On 26 Apr 2007, at 10:06 am, Toon Knapen wrote:

Tim Cutts wrote:
The compromise we ended up with is this set of LSF queues on our system (a cluster with about 1500 job slots): QUEUE_NAME PRIO STATUS MAX JL/U JL/P JL/H NJOBS PEND RUN SUSP yesterday 500 Open:Active 200 10 - - 1 0 1 0 normal 30 Open:Active - - - - 281 110 171 0 hugemem 30 Open:Active - - - - 3 0 3 0 long 3 Open:Active - - - - 4022 2987 1035 0 basement 1 Open:Active 300 200 - - 127 0 127 0
yesterday:
a special purpose high priority queue for the "I need it yesterday" crowd. No run length limits, but very limited in terms of how many slots the user can use.


Do you have slot reserved exclusively for the 'yesterday' queue or to any of the other queue's ?

No, yesterday is just the highest priority queue, so when a slot comes available anywhere yesterday jobs tend to get it. Given the number of job slots we have (more than 1,500) and the various limits that are in place, the pathological corner cases which would stop a yesterday job getting onto the system within a couple of minutes are pretty rare (and in fact I have not yet seen it happen). Even if the system were full of jobs running for the full 24 hour maximum, you'd get a node coming free on average every minute or so. I should point out here that the vast majority of our jobs are serial single processor jobs solving embarrassingly parallel problems. If we start to get significant multi-CPU jobs we may have to re-think this strategy.
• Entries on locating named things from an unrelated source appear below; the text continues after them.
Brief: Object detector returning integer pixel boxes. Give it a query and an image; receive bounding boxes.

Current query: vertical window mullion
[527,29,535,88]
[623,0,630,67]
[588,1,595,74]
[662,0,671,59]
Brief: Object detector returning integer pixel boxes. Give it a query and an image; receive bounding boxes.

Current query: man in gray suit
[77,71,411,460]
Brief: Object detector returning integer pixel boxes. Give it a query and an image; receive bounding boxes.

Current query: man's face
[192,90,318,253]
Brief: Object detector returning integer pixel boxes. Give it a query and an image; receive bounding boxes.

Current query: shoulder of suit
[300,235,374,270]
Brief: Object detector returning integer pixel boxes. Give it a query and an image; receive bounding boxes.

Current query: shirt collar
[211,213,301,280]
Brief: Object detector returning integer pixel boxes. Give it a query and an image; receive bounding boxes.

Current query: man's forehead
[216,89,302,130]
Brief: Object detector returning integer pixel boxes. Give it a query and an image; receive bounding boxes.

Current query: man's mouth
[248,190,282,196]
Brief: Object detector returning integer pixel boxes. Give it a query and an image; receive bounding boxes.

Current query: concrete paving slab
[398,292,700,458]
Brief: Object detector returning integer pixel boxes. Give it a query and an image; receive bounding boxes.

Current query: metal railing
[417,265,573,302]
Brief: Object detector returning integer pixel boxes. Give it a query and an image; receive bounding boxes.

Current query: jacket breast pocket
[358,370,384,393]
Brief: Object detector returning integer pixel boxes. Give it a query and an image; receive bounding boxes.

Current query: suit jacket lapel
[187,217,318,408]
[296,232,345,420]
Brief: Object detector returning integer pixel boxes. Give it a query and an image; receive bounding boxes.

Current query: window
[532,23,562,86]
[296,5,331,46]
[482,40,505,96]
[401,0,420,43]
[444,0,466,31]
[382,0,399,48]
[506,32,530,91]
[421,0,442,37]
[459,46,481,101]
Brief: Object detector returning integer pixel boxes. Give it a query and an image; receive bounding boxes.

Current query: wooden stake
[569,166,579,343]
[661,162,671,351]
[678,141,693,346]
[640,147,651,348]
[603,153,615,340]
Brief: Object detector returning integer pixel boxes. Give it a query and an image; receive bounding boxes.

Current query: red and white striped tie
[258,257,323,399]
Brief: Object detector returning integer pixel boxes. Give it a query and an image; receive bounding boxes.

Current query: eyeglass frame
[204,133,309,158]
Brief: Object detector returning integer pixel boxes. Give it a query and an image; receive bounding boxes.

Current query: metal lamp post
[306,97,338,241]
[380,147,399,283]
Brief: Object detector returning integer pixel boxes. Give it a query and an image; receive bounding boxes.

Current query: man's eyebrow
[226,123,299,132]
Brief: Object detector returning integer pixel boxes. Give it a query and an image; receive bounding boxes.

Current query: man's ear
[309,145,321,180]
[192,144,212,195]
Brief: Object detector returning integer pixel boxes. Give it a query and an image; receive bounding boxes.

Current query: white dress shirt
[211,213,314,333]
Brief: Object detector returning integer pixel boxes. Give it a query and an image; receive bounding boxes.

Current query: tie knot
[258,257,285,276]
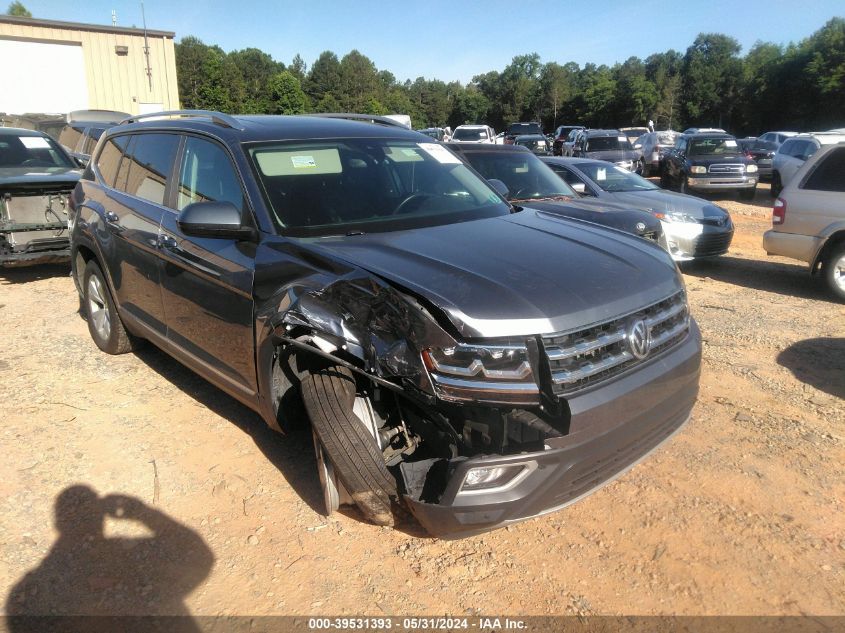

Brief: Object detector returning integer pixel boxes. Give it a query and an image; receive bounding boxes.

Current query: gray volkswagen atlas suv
[70,112,701,535]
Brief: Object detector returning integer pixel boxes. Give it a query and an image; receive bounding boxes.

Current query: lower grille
[543,291,689,395]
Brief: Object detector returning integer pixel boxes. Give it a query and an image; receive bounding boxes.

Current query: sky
[14,0,845,83]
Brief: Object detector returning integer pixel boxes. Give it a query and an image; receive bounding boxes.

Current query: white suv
[763,139,845,301]
[772,132,845,198]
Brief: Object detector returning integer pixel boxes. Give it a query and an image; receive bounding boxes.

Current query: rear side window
[97,136,129,187]
[121,134,179,205]
[802,147,845,191]
[176,136,244,211]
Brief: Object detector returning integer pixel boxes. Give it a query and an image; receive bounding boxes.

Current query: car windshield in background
[508,123,543,135]
[587,136,631,152]
[462,151,578,200]
[576,162,660,193]
[0,135,76,168]
[687,138,739,156]
[249,139,510,237]
[452,129,487,141]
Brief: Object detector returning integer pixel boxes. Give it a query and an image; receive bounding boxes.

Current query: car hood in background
[312,209,682,338]
[602,189,727,219]
[586,149,640,163]
[0,167,82,191]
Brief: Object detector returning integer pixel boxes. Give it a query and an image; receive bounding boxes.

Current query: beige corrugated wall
[0,22,179,114]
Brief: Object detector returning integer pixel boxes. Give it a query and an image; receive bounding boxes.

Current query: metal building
[0,15,179,114]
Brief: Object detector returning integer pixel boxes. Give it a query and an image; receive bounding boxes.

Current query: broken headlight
[422,345,539,404]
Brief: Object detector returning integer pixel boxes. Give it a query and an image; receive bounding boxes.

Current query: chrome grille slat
[543,291,689,394]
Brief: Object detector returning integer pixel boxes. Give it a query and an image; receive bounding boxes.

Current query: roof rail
[306,112,408,130]
[119,110,244,131]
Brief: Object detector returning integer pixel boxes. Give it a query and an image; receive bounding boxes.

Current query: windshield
[508,123,543,135]
[687,138,739,156]
[249,139,511,237]
[465,151,578,200]
[0,134,76,168]
[452,128,487,141]
[586,136,631,152]
[575,161,660,193]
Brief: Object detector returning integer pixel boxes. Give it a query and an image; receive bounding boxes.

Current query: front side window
[801,148,845,191]
[121,134,179,205]
[248,138,510,237]
[176,136,244,211]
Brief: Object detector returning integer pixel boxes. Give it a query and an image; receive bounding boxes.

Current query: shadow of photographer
[6,485,214,633]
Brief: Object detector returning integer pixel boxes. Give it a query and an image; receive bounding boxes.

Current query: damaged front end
[0,182,73,267]
[256,259,700,536]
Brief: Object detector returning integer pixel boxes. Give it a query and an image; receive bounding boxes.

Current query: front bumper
[687,174,758,191]
[405,321,701,537]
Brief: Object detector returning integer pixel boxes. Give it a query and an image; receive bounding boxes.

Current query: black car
[504,121,545,145]
[571,130,643,173]
[70,111,701,535]
[448,143,665,245]
[660,132,758,200]
[0,127,81,267]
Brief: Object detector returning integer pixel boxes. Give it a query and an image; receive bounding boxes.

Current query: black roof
[109,115,431,143]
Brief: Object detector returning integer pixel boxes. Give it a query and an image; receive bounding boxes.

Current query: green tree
[269,70,309,114]
[6,0,32,18]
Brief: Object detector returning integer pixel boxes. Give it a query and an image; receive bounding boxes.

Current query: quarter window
[802,148,845,191]
[121,134,179,205]
[176,136,244,211]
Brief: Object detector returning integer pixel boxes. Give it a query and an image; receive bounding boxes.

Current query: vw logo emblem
[627,319,651,360]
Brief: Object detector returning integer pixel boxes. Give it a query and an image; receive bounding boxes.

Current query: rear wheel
[770,171,783,198]
[302,366,397,525]
[824,244,845,301]
[82,259,133,354]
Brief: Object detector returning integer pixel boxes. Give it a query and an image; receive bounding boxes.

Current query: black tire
[82,259,135,354]
[769,171,783,198]
[739,187,757,200]
[302,366,397,526]
[822,244,845,301]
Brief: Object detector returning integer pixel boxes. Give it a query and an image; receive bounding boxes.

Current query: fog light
[460,462,533,492]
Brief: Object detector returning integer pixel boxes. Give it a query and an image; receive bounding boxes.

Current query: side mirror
[176,202,255,240]
[487,178,511,198]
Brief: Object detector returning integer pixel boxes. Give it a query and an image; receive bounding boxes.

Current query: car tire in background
[302,365,397,526]
[823,242,845,301]
[82,259,135,354]
[770,171,783,198]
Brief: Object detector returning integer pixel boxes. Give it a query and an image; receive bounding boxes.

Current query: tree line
[176,17,845,135]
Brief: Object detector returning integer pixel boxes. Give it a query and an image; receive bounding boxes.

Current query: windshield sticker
[290,156,317,169]
[417,143,461,165]
[18,136,50,149]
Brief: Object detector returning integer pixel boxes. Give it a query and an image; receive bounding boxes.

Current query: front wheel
[302,366,398,526]
[824,244,845,301]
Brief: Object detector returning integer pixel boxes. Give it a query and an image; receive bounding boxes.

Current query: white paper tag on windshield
[417,143,461,165]
[18,136,50,149]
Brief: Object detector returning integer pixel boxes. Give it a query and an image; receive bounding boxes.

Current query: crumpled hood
[0,167,82,191]
[608,189,727,219]
[313,209,682,338]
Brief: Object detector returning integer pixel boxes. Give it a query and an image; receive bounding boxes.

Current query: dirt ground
[0,186,845,616]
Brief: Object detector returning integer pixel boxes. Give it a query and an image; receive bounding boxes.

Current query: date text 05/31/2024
[308,617,525,631]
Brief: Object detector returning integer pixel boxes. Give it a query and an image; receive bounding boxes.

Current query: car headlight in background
[422,344,539,404]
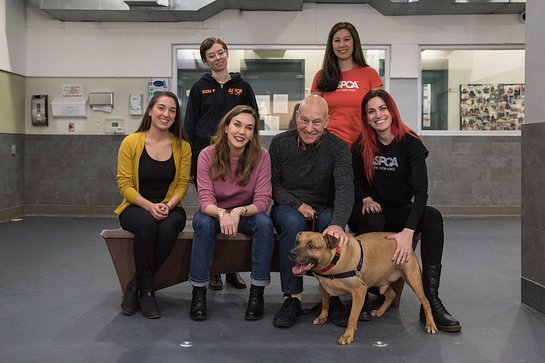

The only queue which has dedicated slots is hugemem, because its specifically for the Altixes (and none of the other queues can send jobs to the Altixes). We don't dedicate any other machines to individual queues or purposes, because doing so would reduce the cluster's throughput unless it was *extremely* carefully managed. My personal view is that it's only worth dedicating nodes to a particular task type if you can guarantee that there are enough of those tasks available to keep the specialised nodes continually busy; in which case you effectively have a second cluster dedicated to that task.